3- Milyonlarca insanın geçim kaynaklarını iyileştirmek

•Lipton Sürdürülebilir Tarım Projesi kapsamında doğrudan ve tedarikçiler aracılığıyla toplamda 36.000 küçük ölçekli çiftçiye eğitim verildi. Tüm poşet çayların yüzde 100 sürdürülebilir, tüm çay fabrikalarının ise Yağmur Ormanları Birliği (Rainforest Alliance-RA) sertifikalı olması sağlandı. 2018 yılı itibarıyla üçüncü parti tedarikçilerden temin edilen çayların yüzde 99’unun RA sertifikalı olması sağlandı.

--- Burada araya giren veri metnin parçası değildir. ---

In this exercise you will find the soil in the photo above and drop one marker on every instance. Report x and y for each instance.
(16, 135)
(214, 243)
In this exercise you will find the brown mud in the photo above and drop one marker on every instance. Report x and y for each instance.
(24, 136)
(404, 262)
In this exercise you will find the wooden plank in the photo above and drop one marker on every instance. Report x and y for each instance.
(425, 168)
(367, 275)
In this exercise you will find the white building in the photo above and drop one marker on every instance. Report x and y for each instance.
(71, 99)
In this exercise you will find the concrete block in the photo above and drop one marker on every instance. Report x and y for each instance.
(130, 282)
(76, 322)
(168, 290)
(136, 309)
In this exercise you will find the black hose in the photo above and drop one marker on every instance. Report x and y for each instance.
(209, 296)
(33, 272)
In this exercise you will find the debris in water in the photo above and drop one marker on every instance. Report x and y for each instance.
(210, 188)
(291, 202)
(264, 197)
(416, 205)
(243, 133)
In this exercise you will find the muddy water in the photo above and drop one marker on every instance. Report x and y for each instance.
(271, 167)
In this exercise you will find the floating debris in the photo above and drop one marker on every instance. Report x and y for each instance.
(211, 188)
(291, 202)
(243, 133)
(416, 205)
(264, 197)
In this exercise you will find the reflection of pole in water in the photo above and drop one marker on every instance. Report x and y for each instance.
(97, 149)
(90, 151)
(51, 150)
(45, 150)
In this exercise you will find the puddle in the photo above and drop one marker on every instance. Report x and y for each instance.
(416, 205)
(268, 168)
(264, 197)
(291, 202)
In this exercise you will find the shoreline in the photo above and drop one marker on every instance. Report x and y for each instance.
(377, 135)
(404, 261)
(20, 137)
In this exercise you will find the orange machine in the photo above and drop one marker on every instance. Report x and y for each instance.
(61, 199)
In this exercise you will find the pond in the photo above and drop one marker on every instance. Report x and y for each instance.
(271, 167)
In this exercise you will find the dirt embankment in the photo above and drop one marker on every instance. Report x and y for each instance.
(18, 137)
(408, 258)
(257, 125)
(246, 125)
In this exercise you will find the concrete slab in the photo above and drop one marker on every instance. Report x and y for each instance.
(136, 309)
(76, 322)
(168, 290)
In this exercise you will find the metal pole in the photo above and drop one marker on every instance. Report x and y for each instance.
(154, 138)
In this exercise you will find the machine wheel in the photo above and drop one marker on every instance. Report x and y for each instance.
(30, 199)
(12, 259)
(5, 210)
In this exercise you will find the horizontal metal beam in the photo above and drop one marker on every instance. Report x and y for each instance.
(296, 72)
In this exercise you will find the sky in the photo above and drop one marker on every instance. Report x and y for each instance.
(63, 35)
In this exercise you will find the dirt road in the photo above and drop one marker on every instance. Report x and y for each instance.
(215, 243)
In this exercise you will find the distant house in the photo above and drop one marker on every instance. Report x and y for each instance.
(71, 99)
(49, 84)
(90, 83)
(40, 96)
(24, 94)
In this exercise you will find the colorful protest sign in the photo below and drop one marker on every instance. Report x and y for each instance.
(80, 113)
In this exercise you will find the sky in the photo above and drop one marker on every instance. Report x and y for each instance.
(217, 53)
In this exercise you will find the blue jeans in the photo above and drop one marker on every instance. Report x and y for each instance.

•Knorr’un 2012 yılında başlattığı Sürdürülebilir Tarım Programı ile bugüne kadar birlikte çalışılan 4.000 çiftçinin geleceğe dost tarım uygulamalarını hayata geçirmeleri sağlandı. Kurulan iş birlikleri sayesinde 9.000 çiftçi sürdürülebilir tarımı yaygınlaştırmak adına bilgilendirildi. Ürünlerde kullanılan 25 çeşit sebze ve baharatın yüzde 97’si, sürdürülebilir kaynaklardan elde edilmeye başlandı. Tedarik edilen domateslerin yüzde 100’ü geleceğe dost tarım yapılan tarlalardan sağlandı. 2018 yılında Ege Üniversitesi ve Doğal Hayatı Koruma Derneği-WWF iş birliğiyle ‘Toprağın verimliliğini artırma’ projesi hayata geçirildi.

•Tarımsal hammaddelerin yüzde 100’ü sürdürülebilir kaynaklardan temin edildi.

•Unilever Vakfı’nın desteğiyle Sürdürülebilir Kalkınma İçin Yenilikçi Çözümler Derneği’ne ait GelecekDaha.Net girişimiyle 2014 yılından bu yana Türkiye’nin dört bir yanındaki lise ve üniversite öğrencilerine online olarak ulaşılarak, profesyonel mesleki bilgi ve tecrübelerinin gelişimine katkıda bulunuluyor. 2017 yılı itibarıyla toplam 5.231 gence ulaşılarak, mentorluk ve beceri geliştirme eğitimleri verildi.

•2015’te başlatılan HeForShe kampanyasına 654 çalışan destek verdi. Toplumsal cinsiyet eşitliği ve kadının ekonomik güçlenmesi çerçevesinde Unilever’in ekosistemindeki 21 şirketle birlikte ‘Birlikte Güçlüyüz’ platformu kuruldu. Platformda yer alan tüm şirketler 2018 yılında Kadının Güçlenmesi Prensipleri iç değerlendirme sürecini tamamladı.

•Unilever’de direktör ve üstü seviyedeki kadın çalışan oranında yüzde 44,4, yönetim kurulu seviyesindeki kadın çalışan oranında ise yüzde 41,5’e ulaşıldı.

•Unilever Türkiye, farklı sektörlerden 25 şirketle Reklam Verenler Derneği çatısı altındaToplumsal Cinsiyet Eşitliği ilkelerinin reklam endüstrisinin kodu haline gelmesi için hayata geçen inisiyatife liderlik etti.

•‘Ben Algida’ projesiyle 71 gencin istihdama katılımı sağlandı.

•2018 yılında Gelecek Daha.Net, Xynteo ve United Works iş birliğiyle hayata geçirilen Embark programıyla, toplam 200 Suriyeli gencin iş dünyası ile network kurması sağlandı. Nesiller ve kültürlerarası köprüler kurabilmek ve anlayış geliştirebilmek amacıyla gerçekleşen tersine mentörlük programından 28 genç mezun oldu. Embark, 2018 yılında gerçekleşen 1. Paris Barış Forumu kapsamında, dünya genelinde Değişim-Yaratan 116 program arasında yer aldı.

•1994’ten bu yana 420 kadına kişisel bakım ve daha iyi yıkama alışkanlıkları programında eğitimci eğitimleri verildi. Çalışanların sunduğu bu eğitimlerle 19.179.900 kişiye ulaşıldı.

•Unilever bünyesindeki sağlık ve esenlik programlarıyla 2.400 çalışana ulaşıldı.

Diğer…

•Unilever Türkiye, Bloomberg Businessweek ve Realta Danışmanlık tarafından 45.000’in üzerinde öğrenci ile gerçekleştirdiği araştırmada bir kez daha tüm sektörler arasında ve FMCG sektöründe Türkiye’nin en gözde çalışan markası seçildi.

•Unilever Türkiye Capital Dergisi’nin yürüttüğü araştırmada art arda 6. yılında da Türkiye’nin En Beğenilen Temizlik Ürünleri Sektör Birincisi olarak seçildi.